So, I think it was a weird reset that at least I felt this, it gave us time to say, “Hey, notice things like our branded terms not getting searched as often.” Have you noticed this potential… This part of our website traffic has gone down. Having to swing the pendulum all the way to efficiency at all costs gave us the leverage to say, “Hey, we understand why this is happening, but also it is impacting our ability to get a wider audience and drive pipeline.”
And now, we’re swinging back into that middle state of like, “Okay, we can open up the purse strings a little bit more to run some more brand awareness.” We just had to find the right metrics to get our team to buy into those things. But really, had to almost fail first to be like, “Yup, we’ve seen no branded traffic come in. We’re seeing it from the same people because we don’t have the ability to go find those net new audiences to drive brand awareness.” So, I do think this middle state is a good place to be in. I know I’m really comfortable here where I know I can go make those asks. It’s going to be harder.
Matt Lyman:
Sure.
Sarah McConnell:
I’m going to have to have a really buttoned up story and a really good strategy behind it. But I think for all of us marketers, that’s never a bad thing to have us in that state.
Matt Lyman:
Great. Anybody else have a… Anything they want to throw in on that?
Trinity Nguyen:
That was perfect.
Matt Lyman:
I thought it was great. I have nothing. You left me speechless, Sarah, which as my team would verify that is tough to do.
Sarah McConnell:
Well, I love that. What a great…
Matt Lyman:
Well, and actually, I do want to call out too that during that, even from what you said and I had put in the chat, are there challenges that people are seeing? And we’ve gotten a couple of them that we’ll jump into.

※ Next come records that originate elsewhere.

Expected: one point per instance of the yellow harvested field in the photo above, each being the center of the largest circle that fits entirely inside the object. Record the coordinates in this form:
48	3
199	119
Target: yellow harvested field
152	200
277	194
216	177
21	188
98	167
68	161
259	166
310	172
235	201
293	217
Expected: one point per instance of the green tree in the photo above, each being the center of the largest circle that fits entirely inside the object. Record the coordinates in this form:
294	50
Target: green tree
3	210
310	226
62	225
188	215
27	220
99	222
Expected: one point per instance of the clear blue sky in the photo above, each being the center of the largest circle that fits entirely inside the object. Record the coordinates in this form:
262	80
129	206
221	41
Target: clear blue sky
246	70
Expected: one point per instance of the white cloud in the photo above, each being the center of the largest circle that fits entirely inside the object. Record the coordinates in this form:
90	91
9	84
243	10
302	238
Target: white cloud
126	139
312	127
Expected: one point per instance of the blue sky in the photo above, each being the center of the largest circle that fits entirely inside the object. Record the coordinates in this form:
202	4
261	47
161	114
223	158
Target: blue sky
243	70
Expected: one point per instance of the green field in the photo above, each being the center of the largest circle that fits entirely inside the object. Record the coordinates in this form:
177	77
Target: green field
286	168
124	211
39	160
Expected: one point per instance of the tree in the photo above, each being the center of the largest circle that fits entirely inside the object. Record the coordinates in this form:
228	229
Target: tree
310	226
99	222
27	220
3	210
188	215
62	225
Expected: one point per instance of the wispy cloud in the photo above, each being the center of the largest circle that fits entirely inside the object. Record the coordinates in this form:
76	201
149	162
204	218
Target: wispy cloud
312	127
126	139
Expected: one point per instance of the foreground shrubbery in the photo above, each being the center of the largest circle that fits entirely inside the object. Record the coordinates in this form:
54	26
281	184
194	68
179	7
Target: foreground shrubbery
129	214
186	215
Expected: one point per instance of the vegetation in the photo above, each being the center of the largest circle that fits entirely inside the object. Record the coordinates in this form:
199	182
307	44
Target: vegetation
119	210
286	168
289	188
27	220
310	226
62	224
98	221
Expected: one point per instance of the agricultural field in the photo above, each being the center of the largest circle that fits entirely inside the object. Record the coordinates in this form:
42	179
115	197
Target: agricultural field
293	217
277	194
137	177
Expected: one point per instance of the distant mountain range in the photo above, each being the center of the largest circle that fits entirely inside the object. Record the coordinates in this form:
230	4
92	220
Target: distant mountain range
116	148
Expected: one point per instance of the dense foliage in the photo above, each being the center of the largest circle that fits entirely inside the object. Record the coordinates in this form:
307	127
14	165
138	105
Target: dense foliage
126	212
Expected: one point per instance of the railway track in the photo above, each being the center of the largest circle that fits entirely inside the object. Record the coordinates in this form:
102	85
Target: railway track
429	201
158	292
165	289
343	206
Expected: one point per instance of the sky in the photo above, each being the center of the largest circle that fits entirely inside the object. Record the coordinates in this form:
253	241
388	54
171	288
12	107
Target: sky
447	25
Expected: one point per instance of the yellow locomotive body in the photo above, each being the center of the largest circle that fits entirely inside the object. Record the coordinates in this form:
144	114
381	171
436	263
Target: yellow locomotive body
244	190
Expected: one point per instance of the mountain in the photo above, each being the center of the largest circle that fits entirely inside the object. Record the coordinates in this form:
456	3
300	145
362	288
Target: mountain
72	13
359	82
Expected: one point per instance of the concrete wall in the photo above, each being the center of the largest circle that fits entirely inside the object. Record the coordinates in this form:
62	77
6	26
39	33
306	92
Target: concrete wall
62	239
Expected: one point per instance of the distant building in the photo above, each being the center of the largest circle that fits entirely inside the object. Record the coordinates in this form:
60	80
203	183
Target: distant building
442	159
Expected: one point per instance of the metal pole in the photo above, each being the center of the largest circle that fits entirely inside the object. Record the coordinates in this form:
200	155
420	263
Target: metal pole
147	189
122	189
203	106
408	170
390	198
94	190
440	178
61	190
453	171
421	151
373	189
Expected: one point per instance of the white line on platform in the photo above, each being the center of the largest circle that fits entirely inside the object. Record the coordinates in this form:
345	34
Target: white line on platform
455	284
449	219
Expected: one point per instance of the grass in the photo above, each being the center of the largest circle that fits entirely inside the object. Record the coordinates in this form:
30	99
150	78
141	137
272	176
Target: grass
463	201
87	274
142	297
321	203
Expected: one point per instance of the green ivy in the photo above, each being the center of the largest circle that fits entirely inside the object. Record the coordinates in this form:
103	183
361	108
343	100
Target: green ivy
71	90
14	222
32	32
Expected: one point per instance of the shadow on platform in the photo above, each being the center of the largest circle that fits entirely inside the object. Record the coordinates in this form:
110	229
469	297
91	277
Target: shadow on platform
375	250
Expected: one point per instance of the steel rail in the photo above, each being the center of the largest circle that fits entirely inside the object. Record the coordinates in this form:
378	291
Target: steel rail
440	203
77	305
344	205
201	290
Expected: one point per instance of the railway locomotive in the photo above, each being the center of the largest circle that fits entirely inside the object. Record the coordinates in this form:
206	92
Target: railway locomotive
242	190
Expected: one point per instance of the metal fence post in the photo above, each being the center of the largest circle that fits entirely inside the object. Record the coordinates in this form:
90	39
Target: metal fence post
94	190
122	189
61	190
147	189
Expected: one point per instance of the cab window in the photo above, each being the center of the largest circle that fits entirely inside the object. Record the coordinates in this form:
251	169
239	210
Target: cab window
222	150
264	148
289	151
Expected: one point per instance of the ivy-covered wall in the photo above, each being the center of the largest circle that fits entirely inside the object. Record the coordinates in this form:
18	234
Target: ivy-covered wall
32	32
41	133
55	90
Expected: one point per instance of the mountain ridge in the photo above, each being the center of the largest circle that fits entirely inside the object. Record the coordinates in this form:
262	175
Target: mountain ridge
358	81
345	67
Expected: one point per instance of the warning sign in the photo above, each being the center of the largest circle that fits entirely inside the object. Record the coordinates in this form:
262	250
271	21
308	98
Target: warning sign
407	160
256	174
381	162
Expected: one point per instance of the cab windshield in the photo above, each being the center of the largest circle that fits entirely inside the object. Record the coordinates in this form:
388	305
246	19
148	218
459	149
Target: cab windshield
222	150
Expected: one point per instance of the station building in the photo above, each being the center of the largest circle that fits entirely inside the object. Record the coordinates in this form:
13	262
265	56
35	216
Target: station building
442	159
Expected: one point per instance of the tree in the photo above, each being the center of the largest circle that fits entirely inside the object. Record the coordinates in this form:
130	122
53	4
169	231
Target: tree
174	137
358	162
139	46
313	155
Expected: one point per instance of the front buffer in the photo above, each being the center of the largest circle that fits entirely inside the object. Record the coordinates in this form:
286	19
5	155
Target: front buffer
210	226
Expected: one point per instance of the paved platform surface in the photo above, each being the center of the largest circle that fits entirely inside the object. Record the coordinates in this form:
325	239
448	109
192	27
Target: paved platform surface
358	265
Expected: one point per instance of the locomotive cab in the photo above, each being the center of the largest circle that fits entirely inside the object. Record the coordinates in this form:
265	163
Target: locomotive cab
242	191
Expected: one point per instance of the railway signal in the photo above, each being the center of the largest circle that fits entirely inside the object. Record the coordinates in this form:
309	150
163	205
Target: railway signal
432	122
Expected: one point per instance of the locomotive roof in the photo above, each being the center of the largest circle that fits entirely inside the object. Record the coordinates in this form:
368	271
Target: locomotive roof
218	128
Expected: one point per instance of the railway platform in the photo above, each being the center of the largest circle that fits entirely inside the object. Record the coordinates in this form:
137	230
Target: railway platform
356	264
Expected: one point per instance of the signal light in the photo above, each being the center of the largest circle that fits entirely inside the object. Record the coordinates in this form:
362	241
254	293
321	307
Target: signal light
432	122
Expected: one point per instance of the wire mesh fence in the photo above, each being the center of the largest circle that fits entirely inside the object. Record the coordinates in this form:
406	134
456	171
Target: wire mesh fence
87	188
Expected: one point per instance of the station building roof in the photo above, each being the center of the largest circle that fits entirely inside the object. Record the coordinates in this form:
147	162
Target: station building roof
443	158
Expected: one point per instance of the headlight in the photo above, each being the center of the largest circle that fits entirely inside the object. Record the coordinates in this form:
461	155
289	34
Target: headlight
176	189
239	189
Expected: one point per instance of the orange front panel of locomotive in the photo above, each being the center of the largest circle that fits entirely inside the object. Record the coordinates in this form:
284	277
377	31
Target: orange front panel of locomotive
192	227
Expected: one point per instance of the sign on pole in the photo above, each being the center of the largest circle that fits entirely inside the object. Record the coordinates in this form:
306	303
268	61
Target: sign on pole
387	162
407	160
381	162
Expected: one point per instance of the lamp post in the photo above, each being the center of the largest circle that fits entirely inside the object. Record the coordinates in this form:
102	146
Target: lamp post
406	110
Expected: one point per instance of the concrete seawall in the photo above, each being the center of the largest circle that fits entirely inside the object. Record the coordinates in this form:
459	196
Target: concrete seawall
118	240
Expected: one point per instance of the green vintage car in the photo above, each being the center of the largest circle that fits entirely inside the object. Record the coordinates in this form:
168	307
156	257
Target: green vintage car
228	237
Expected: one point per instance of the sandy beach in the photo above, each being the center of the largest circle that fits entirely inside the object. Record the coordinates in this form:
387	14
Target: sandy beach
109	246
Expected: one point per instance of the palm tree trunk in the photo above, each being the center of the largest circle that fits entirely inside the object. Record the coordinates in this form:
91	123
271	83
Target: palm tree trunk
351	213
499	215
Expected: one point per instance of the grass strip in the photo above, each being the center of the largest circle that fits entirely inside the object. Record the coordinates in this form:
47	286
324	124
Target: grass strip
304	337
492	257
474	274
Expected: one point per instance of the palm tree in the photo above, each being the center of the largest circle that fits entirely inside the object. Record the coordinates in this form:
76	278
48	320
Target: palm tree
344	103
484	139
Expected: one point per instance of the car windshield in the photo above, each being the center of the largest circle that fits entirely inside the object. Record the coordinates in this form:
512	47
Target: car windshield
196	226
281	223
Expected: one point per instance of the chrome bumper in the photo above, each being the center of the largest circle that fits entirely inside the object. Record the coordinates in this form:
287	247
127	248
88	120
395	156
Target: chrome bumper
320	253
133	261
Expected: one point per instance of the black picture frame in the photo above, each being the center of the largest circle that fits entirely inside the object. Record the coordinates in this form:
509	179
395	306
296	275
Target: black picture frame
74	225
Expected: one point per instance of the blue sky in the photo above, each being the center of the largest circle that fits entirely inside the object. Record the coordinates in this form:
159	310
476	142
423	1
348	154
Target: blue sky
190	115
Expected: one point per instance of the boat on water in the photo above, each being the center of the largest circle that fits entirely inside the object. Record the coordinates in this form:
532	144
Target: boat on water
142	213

Actually, why don’t we just keep it here and we will ask. We have a couple of really good ones.
And Brian, I’d love to see just your thought on this. I don’t think we have a… There’s no silver bullet on why, but Michael in the chat asked, “Why discovery meetings are down 30% in 2024? And what can we do about it?” So, obviously, today, we, these four cannot do anything about it, but what are you seeing? And what are some of the actions that your team is taking to help change that?
Brian Birkett:
So, I think when I think about why sort of top of the funnel, discovery meetings are down 30%, I think that buyers are just less willing to engage in something that they’re not interested in or they don’t think it adds value. I think we all know that the buying process, the customer journey is changing. They’re doing their research ahead of time. They’re bringing their past experience with them. And that’s why tools like UserGems and Qualified are so helpful. But I think the realities of the old world is we were probably having conversations and creating pipeline that was never going to close. And I call these the looky-loos.
So, I think it’s okay that there’s 30% less qualification calls, but I think your close rates have to go up proportionally. So, when I look at our business and how it’s changed, yeah, we’ve had quarters where we’ve created more pipeline in the past or we had way more volume last year than we had this year. But we’re getting way more efficient and we’re getting better at closing deals.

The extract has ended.